Insurance Adjuster's Documents and Litigation Privilege

Insurance defence counsel routinely put most, if not all, documents created by an insurer in its investigation of a claim in to schedule B of the insurer’s Affidavit of Documents. Defence counsel take the position often that these documents are subject to litigation privilege. Plaintiff’s counsel do not often object, but increasingly are requesting copies of these documents.

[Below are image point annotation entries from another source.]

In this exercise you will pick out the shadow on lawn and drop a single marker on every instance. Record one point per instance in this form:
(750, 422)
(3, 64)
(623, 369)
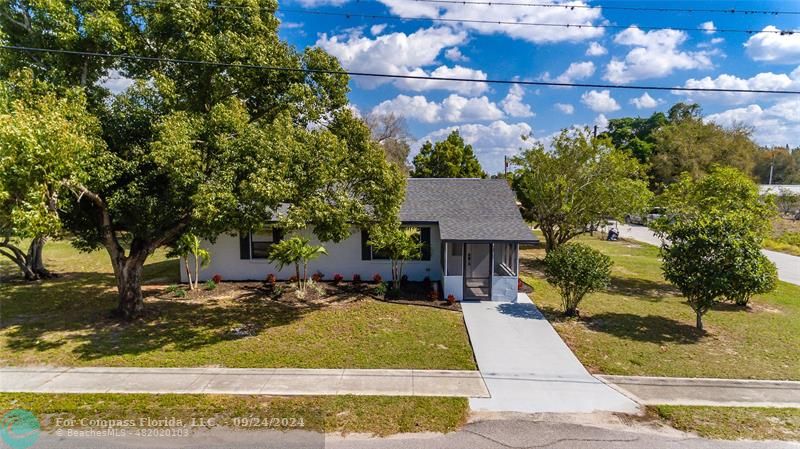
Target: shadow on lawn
(650, 328)
(76, 307)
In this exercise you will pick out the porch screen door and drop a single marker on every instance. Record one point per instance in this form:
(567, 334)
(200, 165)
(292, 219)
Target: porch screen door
(477, 271)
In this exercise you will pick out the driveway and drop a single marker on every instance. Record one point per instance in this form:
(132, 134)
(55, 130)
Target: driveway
(788, 265)
(526, 365)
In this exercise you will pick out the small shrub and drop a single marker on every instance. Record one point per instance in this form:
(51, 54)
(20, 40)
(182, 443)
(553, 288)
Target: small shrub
(426, 283)
(381, 289)
(576, 270)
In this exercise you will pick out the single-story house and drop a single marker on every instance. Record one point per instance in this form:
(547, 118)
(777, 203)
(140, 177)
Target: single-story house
(470, 231)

A recent motion heard by Justice Ferguson of the Ontario Superior Court of Justice addressed this issue in Kavanagh v. Peel Mutual Insurance, [2009] O. J. No. 4349. Justice Ferguson helpfully reviewed the applicable law of litigation privilege. The seminal case in this area of the law is the Supreme Court of Canada decision in Blank v. Canada in which the dominant purpose test was adopted. Subsequently, judges of the Ontario Superior Court of Justice have applied a two step approach for the assertion of litigation privilege:

1) Whether litigation was a reasonable prospect at the time the document was produced, and
2) If so, whether the dominant purpose for the creation of the documents in question was to assist in a contemplated litigation.

Further, Justice Ferguson summarized the law from earlier court decisions and indicated that litigation privilege cannot be founded on a suspicion of the possibility of litigation. Justice Ferguson went on to consider whether disclosure of documents may be granted if a plaintiff can show actionable misconduct prima facie and concluded, applying the judgment in Blank v. Canada, that it is possible but that the plaintiff must put evidence before the court of such actionable misconduct.

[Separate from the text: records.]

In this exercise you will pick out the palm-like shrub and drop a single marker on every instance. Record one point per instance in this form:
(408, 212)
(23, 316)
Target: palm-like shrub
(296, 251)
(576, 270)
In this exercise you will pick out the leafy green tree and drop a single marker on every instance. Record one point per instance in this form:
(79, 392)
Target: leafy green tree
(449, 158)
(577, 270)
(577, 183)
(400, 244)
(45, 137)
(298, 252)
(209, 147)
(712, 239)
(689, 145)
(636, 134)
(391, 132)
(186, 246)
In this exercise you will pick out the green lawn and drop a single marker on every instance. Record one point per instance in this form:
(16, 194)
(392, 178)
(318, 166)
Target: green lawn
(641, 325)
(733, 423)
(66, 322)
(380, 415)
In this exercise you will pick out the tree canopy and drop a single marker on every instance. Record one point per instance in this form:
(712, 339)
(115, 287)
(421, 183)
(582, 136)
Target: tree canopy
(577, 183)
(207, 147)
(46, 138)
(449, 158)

When investigating claims, insurers need to be aware that whatever they put in to their file may be ordered to be produced to the opposing party in later litigation. Their investigation file is not automatically protected by privilege unless litigation was a reasonable prospect at the time the document was produced and if the dominant purpose for the creation of the document was to assist in the contemplated litigation. Of course once legal counsel is retained on a file, the documents created for communication with legal counsel will be protected by solicitor-client privilege which is arguably a higher or stronger type of privilege.